At a low point in life, he took inspiration from his parents.
“Just keep moving,” Whittaker said. “That’s something my parents have always said, something my dad has always taught me on the trail, ‘You can’t slow down, you can’t stop.’”
In advance of his 2010 Everest ascent, Whittaker climbed 16,050-foot Mount Vinson on Antarctica and Argentina’s Aconcagua, second only to Everest at 22,838 feet.
When it was time to make his climb, Whittaker carried a valuable memento of his fathers.
“He was kind enough to give me his original journal from 1963,” Whittaker said. “And I’d always refer to it during the climb. I read it many different times.”
Whittaker also leaned on a passage during a particularly upsetting period.
“I got really sick on the trek into base camp,” Whittaker said. “I was feeling bad worried I wasn’t going to have the strength for the climb, that I’d be too weak for the entire trip.
“And I’d always had this perception of my dad as indestrucible.
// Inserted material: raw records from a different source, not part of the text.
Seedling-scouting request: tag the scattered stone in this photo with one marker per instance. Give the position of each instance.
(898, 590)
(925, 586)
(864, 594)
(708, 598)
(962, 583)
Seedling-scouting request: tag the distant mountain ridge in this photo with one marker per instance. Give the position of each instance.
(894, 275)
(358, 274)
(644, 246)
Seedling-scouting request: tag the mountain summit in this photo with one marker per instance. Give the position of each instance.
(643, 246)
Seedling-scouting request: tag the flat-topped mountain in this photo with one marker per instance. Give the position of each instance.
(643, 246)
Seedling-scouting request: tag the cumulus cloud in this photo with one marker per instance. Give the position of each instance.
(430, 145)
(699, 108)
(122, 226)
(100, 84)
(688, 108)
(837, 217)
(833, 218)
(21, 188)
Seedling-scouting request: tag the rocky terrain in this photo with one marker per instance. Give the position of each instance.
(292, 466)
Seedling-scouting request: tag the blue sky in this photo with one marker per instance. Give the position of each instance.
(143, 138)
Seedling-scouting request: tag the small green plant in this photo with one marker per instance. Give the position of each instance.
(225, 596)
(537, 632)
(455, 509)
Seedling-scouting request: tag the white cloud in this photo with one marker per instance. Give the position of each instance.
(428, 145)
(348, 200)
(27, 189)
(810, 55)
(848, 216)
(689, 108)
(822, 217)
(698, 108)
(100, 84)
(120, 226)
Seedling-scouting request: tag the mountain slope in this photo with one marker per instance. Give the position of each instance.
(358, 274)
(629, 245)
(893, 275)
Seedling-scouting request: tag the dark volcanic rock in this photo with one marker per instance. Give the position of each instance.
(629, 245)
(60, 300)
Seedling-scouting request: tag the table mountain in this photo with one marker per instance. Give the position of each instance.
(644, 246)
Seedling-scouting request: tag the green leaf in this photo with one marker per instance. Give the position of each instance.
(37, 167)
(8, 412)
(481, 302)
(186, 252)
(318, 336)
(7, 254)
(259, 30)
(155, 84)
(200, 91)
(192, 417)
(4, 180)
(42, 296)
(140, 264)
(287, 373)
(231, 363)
But I found a passage where he woke up at night, completely sick to stomach, and he couldn’t help it and puked all over his tent. I read that and made me feel like, well, if he was sick I could do it, too.”
Whittaker successfully made the summit of Everest twice, but he said he’s never conquered the mountain.
“I’ve never had the sense you can conquer the mountain,” Whittaker said.
“I’ve seen that in print, ‘Whittaker conquers Everest,’ and what an arrogant frame of mind.
“The mountain allows you to get up and down. When I reached the top my overwhelming emotion was gratitude. I was so grateful for the support, our team sponsors and grateful to the mountain.
“It’s not about reaching the summit, it’s about many more things than that. The summit is the least important. I try to remind myself that taking risks can be a good thing, not unnecessary or thrill-seeking risks necessarily, but being able to get outside of your comfort zone, and that’s how we learn and grown as people.”
Whittaker has now spent the last five years working as a climbing ranger from May to October on the faces and glaciers that make up Mount Baker, whose snow-covered peak is visible from much of his hometown.
During those stints, he’s had the opportunity to foster a sense of wonder and well-being derived from nature with groups from the North Cascades Institute.
“It’s been really fulfilling to be out on the mountain with people who had never experienced the wilderness before,” Whittaker said.
“Some of these people have never even been camping, so to see nature through their eyes, to share in that experience and watch how they transformed and changed has been amazing.”
He considers Baker his home mountain. And the view from the summit offers a glimpse of the area that helped mold him.
“On those clear summer days it’s pretty cool to look out and see PT and see the Olympic Peninsula,” Whittaker said.